Zimbabwe’s Social Security Authority Takes 84% Stake In Troubled Bank
13 February 2012
The state-run Herald newspaper quoted Renaissance Bank Curator Reggie
Saruchera as saying NSSA will inject US$10 million and convert to equity an
earlier US$8.5 million loan to the bank that cannot be repaid
Gibbs Dube | Washington
Zimbabwe’s National Social Security Authority has taken an 84 percent
controlling stake in Renaissance Merchant Bank, placed under curatorship
last June by the Reserve Bank of Zimbabwe in response to irregularities and
a US$16-million hole in its accounts.
The state-controlled Herald newspaper quoted Renaissance Bank Curator Reggie
Saruchera as saying NSSA will inject US$10 million into Renaissance and
convert to equity an earlier US$8.5 million loan to the bank that cannot be
repaid in cash.
The Herald quoted Saruchera as saying the authority will move the bank out
of curatorship within weeks and help it meet the minimum capital
requirements set by the reserve bank. For a merchant bank that is US$10
million.
The NSSA deal caused a stir in parliament and the finance sector last June
when it was made public. Critics charged that Finance Minister Tendai Biti
had engineered the deal for the benefit of relatives in bank management.

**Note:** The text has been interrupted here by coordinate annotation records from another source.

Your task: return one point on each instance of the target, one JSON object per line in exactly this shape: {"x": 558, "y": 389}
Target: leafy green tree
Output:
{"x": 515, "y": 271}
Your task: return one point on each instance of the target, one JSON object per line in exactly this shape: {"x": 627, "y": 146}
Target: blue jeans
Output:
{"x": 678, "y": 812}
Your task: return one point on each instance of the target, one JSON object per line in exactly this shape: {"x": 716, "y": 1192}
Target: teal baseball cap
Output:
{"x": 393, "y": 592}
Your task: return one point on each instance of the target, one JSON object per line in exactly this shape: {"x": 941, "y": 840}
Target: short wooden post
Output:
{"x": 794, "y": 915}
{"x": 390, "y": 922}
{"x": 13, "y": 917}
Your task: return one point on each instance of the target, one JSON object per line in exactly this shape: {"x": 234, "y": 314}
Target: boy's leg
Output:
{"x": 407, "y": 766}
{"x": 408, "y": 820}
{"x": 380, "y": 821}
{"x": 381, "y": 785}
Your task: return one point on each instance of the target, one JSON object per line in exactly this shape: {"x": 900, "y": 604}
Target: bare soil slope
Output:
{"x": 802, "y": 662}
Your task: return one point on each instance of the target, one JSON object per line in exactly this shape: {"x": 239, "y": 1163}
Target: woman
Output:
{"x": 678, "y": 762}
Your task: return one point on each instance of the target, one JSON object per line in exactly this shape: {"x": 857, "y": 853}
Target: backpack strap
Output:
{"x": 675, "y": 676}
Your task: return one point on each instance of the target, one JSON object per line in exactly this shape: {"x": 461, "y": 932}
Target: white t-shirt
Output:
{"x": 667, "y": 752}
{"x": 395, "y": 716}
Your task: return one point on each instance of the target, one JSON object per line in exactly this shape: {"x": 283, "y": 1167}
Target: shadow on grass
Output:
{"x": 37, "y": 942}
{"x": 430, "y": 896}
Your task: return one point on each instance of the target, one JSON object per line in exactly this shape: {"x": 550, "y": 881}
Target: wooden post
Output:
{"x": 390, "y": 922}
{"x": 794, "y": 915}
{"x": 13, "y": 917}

Biti dismissed those allegations.
Percy Mcijo, Matabeleland regional officer of the Zimbabwe Congress of Trade
Unions, said the deal will not benefit retirees now drawing pensions of
US$60 a month.
“NSSA should seriously consider giving workers housing loans and increasing
pension benefits for retirees who are normally sidelined in such deals,”
Mcijo said.
Economist Prosper Chitambara said the social security authority will reap
the benefits of the deal when Renaissance eventually turns a profit.